I saw the following tweet the other day by author C.C. Chapman: “Since my photos are licensed under “non-commercial” is this a legal use of my Chevy Volt photo by Yahoo?” The question was followed by a link to an article on Yahoo Auto about GM’s report regarding whether Chevy Volts are being sold at a loss. The photo accompanying the article is C.C. Chapman’s photo of a Chevy Volt that he published on Flickr with a Creative Commons license.
This license requires anyone who uses the image to give C.C. Chapman the attribution, only use it for non-commercial use, and not alter the photo in any way. If the image appeared on Chevrolet’s blog, there would be a strong argument that Chevy uses its blog as a marketing tactic to get people to buy its vehicles; therefore every image on the blog is being used for a commercial use. In that case, the use of the image would have violated the license and C.C. Chapman’s copyright.

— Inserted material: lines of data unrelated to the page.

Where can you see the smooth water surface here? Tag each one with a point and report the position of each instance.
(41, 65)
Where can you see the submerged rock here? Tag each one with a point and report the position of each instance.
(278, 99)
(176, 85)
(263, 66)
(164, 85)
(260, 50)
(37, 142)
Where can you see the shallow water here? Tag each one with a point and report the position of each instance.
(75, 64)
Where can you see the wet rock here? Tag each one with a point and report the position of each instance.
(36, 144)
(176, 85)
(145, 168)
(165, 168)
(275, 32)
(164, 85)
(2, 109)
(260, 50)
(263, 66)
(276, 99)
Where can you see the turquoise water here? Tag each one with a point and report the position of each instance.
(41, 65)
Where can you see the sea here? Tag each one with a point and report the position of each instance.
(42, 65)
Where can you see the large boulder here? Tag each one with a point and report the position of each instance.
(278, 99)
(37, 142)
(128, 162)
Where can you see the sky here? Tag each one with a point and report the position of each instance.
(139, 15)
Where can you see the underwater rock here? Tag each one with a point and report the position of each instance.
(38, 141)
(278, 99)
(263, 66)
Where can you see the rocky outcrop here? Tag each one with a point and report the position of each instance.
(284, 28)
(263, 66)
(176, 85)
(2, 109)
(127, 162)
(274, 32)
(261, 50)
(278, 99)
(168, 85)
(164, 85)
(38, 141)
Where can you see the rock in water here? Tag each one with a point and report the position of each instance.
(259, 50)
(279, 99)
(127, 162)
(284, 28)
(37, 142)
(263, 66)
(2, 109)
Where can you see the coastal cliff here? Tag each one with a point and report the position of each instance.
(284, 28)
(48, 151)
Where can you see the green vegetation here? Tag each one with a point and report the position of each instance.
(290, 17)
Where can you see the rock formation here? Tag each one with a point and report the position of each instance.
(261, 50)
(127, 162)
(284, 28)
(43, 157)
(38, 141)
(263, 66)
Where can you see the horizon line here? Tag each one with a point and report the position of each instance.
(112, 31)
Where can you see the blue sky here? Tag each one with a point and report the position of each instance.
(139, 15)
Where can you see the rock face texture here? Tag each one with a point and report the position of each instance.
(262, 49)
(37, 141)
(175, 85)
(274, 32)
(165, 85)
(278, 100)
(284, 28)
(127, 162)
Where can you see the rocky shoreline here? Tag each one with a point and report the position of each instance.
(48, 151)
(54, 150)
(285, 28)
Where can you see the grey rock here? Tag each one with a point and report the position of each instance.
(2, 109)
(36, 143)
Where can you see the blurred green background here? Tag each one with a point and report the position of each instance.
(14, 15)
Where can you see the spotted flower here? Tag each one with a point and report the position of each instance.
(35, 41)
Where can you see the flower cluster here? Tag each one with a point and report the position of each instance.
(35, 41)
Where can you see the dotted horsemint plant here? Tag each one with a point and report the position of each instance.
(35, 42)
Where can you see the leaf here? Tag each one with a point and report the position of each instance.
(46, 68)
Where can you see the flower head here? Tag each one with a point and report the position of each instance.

However, Yahoo published the article. Yahoo isn’t trying to sell cars. It makes money by selling ads and it may charge advertisers based on the number of hits a page gets. C.C. Chapman could make an argument that Yahoo’s use of his photo had a commercial goal; but Yahoo could fire back that it was reporting the news so its use of C.C. Chapman’s photo was protected by fair use. Yahoo could show that it has a history of news reporting and that its articles are accepted as news, not a marketing ploy.
But let’s say this photo appeared on a commercial website in violation of the Creative Commons license. That’s copyright infringement. What could C.C. Chapman do about it?
- Do nothing and be happy about the exposure.
- Get the photo removed by sending a DMCA takedown notice.
- Send the company a cease and desist letter.
- Send a bill with a licensing agreement and a letter that says the publisher has committed himself to paying a licensing fee since he already used the photo.
- Sue for copyright infringement.
A lot of people would be happy about the exposure and may opt to do nothing. The downside of doing this is someone else could use your work and make a valid argument that your inaction set a precedent that others could use their work for commercial purposes. You may want to send a letter that offers to license the photo in exchange for the exposure and states if the company doesn’t license it then they have to remove it. That way, you will still get your exposure but you still exert your copyright rights in your work.
If you have questions about how to protect your intellectual property rights, contact an intellectual property attorney (like me) in your community.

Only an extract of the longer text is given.